Leaderboards, submitted forecast visualisations and data, methodology summaries and webinar recordings are accessible on the AI Weather Quest website (https://aiweatherquest.ecmwf.int/).

First scientific insights

The first two competitive periods provide initial evidence on the performance of ML approaches at sub-seasonal timescales. Results suggest that improvements over dynamical models are most evident for precipitation, while added value for temperature and pressure remains limited to post-processing techniques. Many of the strongest-performing systems combine ML with dynamical forecast information, and surpassing climatology at lead time of 3–4 weeks remains challenging.

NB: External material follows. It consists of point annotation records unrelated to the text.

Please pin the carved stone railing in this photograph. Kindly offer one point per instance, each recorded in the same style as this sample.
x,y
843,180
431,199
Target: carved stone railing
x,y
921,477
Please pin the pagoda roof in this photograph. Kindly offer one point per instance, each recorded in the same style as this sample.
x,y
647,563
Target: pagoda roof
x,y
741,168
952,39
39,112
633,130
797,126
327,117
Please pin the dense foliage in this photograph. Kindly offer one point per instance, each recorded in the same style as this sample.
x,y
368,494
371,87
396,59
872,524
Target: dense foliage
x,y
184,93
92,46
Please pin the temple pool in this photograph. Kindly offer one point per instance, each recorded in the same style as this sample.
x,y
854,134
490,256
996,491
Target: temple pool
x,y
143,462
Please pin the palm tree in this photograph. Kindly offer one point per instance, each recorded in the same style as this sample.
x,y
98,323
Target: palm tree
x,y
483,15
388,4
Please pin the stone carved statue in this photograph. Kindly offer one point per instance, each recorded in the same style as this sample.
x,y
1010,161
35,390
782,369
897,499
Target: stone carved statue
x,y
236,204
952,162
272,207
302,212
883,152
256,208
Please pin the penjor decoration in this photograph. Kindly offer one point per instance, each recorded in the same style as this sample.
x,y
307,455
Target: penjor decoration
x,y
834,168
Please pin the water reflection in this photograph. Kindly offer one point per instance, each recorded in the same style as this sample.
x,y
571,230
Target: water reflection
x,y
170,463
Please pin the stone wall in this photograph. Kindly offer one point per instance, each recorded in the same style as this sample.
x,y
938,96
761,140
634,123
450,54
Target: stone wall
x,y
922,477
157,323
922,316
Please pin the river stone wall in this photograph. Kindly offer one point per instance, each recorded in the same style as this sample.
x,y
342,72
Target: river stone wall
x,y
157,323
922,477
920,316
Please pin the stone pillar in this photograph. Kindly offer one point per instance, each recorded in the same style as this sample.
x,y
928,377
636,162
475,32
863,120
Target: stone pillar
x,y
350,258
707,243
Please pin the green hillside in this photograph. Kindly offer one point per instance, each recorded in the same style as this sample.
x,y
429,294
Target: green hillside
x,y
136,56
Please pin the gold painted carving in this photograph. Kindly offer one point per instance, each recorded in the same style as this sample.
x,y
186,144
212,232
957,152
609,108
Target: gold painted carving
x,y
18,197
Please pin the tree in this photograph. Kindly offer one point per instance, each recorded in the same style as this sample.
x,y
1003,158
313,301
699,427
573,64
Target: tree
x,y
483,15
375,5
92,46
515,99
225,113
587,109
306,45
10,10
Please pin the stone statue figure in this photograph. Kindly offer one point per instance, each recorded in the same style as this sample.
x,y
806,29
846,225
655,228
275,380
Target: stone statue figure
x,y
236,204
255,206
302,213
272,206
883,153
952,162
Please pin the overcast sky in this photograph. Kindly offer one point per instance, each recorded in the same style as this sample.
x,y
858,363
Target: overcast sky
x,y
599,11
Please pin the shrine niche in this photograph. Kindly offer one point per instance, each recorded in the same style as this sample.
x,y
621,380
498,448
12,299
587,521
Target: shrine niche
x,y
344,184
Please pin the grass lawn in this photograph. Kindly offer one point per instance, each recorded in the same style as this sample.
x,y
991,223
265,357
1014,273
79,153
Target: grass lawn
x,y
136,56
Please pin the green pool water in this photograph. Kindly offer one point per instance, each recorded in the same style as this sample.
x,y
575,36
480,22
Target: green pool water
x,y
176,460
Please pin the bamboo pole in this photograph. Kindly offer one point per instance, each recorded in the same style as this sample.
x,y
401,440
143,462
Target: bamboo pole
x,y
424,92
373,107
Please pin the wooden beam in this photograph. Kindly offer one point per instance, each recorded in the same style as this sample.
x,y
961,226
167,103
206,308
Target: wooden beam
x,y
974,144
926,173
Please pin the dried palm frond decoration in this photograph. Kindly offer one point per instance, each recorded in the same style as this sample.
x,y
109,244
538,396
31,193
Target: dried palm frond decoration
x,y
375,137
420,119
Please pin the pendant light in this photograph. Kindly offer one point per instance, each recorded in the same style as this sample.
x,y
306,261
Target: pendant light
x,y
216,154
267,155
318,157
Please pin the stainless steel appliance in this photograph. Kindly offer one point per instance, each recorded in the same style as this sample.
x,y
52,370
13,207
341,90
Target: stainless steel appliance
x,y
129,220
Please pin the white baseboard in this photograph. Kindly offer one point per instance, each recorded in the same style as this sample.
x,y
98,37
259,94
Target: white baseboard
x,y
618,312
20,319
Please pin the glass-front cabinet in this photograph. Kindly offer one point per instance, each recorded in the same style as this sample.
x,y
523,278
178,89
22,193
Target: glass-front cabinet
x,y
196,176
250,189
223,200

A detailed scientific analysis is available in the accompanying science blog on the ECMWF website (Talib et al., 2026; https://doi.org/10.21957/0fddea4898).

Looking ahead

The third competitive period is under way, with the fourth scheduled to begin on 14 May 2026. New teams are still welcome to join. Participation is designed to be straightforward. Forecasts are submitted using the AI-WQ package, a dedicated Python package that ensures full compatibility with the evaluation system and visualisation portal. Detailed installation instructions and user guidance are available in the official documentation (https://ecmwf-ai-weather-quest.readthedocs.io/en/latest/).

In parallel, the AI Weather Quest organisers are planning a joint special issue bringing together peer-reviewed manuscripts from participating teams. The issue will be published in the Royal Meteorological Society journal International Journal of Climatology and Meteorological Applications, titled Advances in Machine Learning for Weather and Climate: Modelling, Forecasting, and Applications (https://rmets.onlinelibrary.wiley.com/hub/journal/14698080/call-for-papers/si-2026-000201). The call for papers is currently open.


Acknowledgements

All authors and organisation of the AI Weather Quest are supported with funding from the European Union, provided to ECMWF under the Contribution Agreement between the European Union, represented by the European Commission, and ECMWF on the implementation of the Destination Earth (DestinE) initiative.

We gratefully acknowledge the hard work and enthusiasm of all AI Weather Quest participants. We also extend our thanks to the Advisory Board, whose interdisciplinary expertise in AI and meteorology has helped shape the structure and direction of this challenge.